Hockey and the Media

Every time a sports media person insists that a team, a coach, or a player needs to be “accountable to the fans”, we cringe.

Here’s the funny part about the phrase “they owe it to the fans”: it’s almost never said by the fans.

That line usually comes from media types who’ve mistaken team access for some God-given right that all teams owe them. The media loves to portray itself as nothing more than a humble “conduit between the team and the public. Therefore, if a team or player snubs the media, or ignores their demands to publicly discuss a recent decision or poor performance, they’re also flashing a middle finger at the fans—the ones that “pay their salary.” This self-serving nonsense has been the media’s go-to payback-is-a-bitch routine for years.

The truth is much less heroic and far more human: they just hate being on the outside. And to be fair, nobody likes to be dismissed as irrelevant. But most people don’t write columns or spew anger-filled rants declaring it a moral failing when it happens. Their crocodile tears fool no one. Lack of access runs counter to their need for a new angle every day.

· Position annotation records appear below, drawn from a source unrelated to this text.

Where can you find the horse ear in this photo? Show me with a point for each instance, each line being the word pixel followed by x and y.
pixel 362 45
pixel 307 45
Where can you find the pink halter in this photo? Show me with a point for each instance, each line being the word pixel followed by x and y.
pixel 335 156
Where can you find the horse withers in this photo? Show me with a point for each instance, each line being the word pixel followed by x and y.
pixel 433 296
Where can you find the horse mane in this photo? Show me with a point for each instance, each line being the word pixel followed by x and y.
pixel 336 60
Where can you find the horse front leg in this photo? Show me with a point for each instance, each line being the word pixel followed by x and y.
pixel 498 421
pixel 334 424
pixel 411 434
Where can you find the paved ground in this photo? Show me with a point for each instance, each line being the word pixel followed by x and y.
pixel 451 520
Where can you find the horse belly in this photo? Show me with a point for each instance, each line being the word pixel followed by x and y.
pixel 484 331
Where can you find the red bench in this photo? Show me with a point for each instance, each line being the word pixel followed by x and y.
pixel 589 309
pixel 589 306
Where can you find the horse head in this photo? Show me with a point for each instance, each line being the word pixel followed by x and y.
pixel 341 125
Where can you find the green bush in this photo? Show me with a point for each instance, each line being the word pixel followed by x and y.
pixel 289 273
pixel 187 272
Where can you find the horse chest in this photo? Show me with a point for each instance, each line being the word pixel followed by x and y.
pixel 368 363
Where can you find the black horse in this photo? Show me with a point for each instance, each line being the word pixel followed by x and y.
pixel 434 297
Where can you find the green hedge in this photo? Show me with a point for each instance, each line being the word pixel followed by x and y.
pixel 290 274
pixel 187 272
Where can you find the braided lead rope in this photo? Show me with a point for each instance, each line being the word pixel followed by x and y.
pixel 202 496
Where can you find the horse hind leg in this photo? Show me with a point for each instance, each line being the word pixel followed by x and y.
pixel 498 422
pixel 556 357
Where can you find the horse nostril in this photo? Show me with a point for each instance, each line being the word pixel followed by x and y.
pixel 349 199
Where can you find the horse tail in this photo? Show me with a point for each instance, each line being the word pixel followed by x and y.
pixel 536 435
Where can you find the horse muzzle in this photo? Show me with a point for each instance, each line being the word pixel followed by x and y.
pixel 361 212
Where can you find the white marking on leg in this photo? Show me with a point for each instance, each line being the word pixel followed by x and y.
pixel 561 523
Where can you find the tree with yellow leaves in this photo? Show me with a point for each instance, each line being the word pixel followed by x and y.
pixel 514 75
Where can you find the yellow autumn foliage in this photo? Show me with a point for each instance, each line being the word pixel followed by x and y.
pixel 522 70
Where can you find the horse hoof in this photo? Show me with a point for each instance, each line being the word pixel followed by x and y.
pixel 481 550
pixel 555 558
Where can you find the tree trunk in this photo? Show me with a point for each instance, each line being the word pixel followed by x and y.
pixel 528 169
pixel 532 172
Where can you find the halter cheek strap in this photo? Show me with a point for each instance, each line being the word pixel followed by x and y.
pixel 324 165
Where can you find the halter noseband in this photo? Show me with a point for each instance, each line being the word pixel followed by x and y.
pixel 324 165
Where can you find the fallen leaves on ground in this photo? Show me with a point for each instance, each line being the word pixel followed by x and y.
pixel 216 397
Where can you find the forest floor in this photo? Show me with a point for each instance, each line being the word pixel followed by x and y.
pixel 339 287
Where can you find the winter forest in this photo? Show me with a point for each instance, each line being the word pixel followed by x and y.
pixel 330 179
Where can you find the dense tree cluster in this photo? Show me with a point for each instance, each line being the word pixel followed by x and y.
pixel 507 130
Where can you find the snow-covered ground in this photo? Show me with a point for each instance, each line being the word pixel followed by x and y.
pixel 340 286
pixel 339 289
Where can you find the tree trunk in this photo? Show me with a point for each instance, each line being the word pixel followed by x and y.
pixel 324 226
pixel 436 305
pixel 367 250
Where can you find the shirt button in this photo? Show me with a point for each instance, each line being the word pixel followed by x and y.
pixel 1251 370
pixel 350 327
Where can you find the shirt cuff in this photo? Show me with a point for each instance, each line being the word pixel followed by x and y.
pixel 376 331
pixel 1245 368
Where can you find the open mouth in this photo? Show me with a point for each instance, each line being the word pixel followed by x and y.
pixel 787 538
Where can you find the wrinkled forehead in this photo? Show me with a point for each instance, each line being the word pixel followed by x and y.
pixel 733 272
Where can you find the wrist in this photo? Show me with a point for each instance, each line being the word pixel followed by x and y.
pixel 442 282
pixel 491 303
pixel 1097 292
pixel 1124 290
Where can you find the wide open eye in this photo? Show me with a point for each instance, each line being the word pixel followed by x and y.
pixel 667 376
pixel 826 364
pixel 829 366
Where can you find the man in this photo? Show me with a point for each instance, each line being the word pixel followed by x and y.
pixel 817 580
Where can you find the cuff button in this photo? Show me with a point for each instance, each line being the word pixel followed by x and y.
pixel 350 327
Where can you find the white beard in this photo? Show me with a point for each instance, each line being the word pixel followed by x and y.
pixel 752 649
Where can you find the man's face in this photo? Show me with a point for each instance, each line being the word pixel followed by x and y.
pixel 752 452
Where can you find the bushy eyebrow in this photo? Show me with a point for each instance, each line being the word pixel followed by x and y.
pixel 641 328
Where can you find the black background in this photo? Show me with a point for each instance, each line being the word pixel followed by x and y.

And here’s the part these media-whiners don’t want to say out loud: a hockey team is a business. Not a public utility. Not a government office. Not a courtroom. A business. One that is free to engage the public as often or as little as they see fit.

In this case, it’s a business that is offering the public a form of entertainment. Each game is a product of its own, just like a newly released movie is. Each season is a collection of performances, just like a long-run theatre production is. If you don’t enjoy the performances, you’re not obligated to engage with that business further.

Obviously, a good relationship with the media can boost awareness and help to sell more tickets. So yes—teams should care about fans. They should care because fan goodwill matters. But the media claiming it’s “for the fans” when it’s really all about their own selfish needs is laughable.

There’s a gross little tradition in sports media where performing poorly is treated like a crime that requires a confession. Lose a game—or botch an entire season—and suddenly it’s your duty to stand at the podium and be publicly processed, like you’ve been arrested for something hideous. The media calls it accountability. But what it often becomes is a ritual humiliation all in the name of increased ratings, improved circulation numbers, an uptick of online clicks, or a chance at some ego-driven self-promotion.

The bottom line is this: Management is paid to build a roster. Coaches are paid to instruct their players. Players are paid to play hockey. That’s where their responsibility ends.

But the idea that they must provide unlimited access because someone declared it an ethical obligation? That’s not accountability. That’s nothing more than media entitlement dressed up as virtue.

But don’t take our word on it: Los Angeles Times columnist Bill Plaschke flat-out said athletes don’t owe the media or even the fans interviews—only their best effort in competition as reciprocation for buying a ticket. You don’t have to agree with his every word to recognize the key point: the “owed” part is wildly overstated, and it’s overstated most loudly by the people collecting the debt.

If a team chooses to be more restrictive, that’s not automatically “anti-fan.” It can be pro-performance, pro-privacy, or simply pro-control of its own workplace. Because that’s what the locker room is: a workplace. Not your living room. Not the media’s clubhouse. A workplace.

So, let’s be honest about what “owe it to the fans” usually means in practice:

It means, “We want the locker room open.”
It means, “We want a player or coach raw after a loss and hope he stumbles.”
It means, “We want a quote that sounds angry enough to headline.”
It means, “We want to parse every single word said to find an angle for tomorrow’s story”

And nowhere do those cries grow louder than when a player or team is struggling and the media starts chanting that a player, coach or manager “must answer publicly.”

Must?

According to whom?

Surely not the media, wrapped in a cape, pretending to care about the fans?